One of the most niche apps I use on Android is App Dialer. I still have T9 muscle memory burned into my brain from my first few flip phones. App Dialer is an app that displays a 12-digit dial pad and a row of apps or contacts. It shows recent apps/contacts by default but lets you access any app or contact via its equivalent T9 taps. Within 1–3 taps, I can open any app, call, or text anybody on my phone. It’s kind of crazy, I admit, but once you get used to it, it’s hard to go back.
The video above shows its usage as an app. The same UI can be embedded directly into your home screen as a widget.
I turned off contact access in the gif for privacy reasons but this is the primary way I initiate new phone calls or texts. Two or three taps can get me directly to any contact or app.
Android gives developers more flexibility to make novel apps. For example, I sometimes read in bed next to my partner in a pitch-black room. On Android, there are apps like Night Owl that creatively work around hardware limitations by adding a translucent scrim over the screen to darken it further than it normally can. This may sound silly but it absolutely works when you are in a very dark room.
Android 11 introduced Chat Bubbles.

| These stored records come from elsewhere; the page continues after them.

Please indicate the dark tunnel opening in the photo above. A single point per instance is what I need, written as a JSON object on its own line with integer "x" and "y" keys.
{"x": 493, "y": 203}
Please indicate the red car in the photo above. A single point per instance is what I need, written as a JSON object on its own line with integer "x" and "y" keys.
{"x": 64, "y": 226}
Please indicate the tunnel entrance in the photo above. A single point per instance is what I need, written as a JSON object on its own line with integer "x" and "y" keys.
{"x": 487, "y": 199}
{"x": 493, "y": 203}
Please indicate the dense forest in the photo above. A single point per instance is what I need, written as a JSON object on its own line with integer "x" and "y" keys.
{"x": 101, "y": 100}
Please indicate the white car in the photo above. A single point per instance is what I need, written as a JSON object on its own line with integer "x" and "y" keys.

Bubbles are “bubbles” that float over any other application and serve as a persistent portal to an ongoing conversation. I don’t personally use these but they’re pretty neat.
Samsung Good Lock
Good Lock is effectively Samsung Labs. It’s a testbed of apps and settings that serve as tests for upcoming mainstream features or simply as ways to customized your phone beyond what they want to give to everybody by default. The culture and language barrier (Korean) leads to some goofy names like LockStar to customize your lock screen but it unlocks some great options (see below)
I use a setting in Samsung’s One UI version of Android to make a downward drag from the edge of the screen open the notification shade. Because notifications on Android are so much more useful than on iOS, I find myself using this all the time.
Note: this is part of Good Lock One Handed Operation+.
Efficient recents menu
By default, Android’s recents menu is very similar to iOS. It shows a horizontal list of cards that show a screenshot of the last thing you saw in that app. However, Samsung lets you use the above option instead. It isn’t as pretty but I find it way faster to use, especially when going back 3 or more apps.
This UI has also changed my usage patterns. On iOS, I’ll only use recents if I am going back 1–3 apps. On Android, I find myself using it pretty much any time I’ve used an app on that day.
Note: this is part of Good Lock HomeUp.
Just like iOS, Android will warn (or block) calls if it thinks it is spam. However, you have an option to “screen” it. When you screen a call, Google Assistant will answer the call and show you a live transcript of the call. You can prompt Assistant with a few quick reply options, type a reply for it to say, or pick up the phone at any point.
Samsung has a similar feature.
Google Assistant will wait on hold for you (Pixel only)
- Google Assistant will wait on hold for you and notify you when you’re needed again.
- Google Assistant will predict how long hold times will be and show you alternative times when it might be lower.
- Google Assist can transcribe phone tree menus and give you a visual readout of your options.
24/7 “Shazam” (Pixel only)
Pixel phones have a feature called “Now Playing” which is basically 24/7 Shazam. It recognized any ambient songs that are playing and shows it to you on the lock screen or always-on-display. Can’t remember what that song was that you heard at the mall yesterday? You can go back through its history to see exactly what song it picked up when you were there.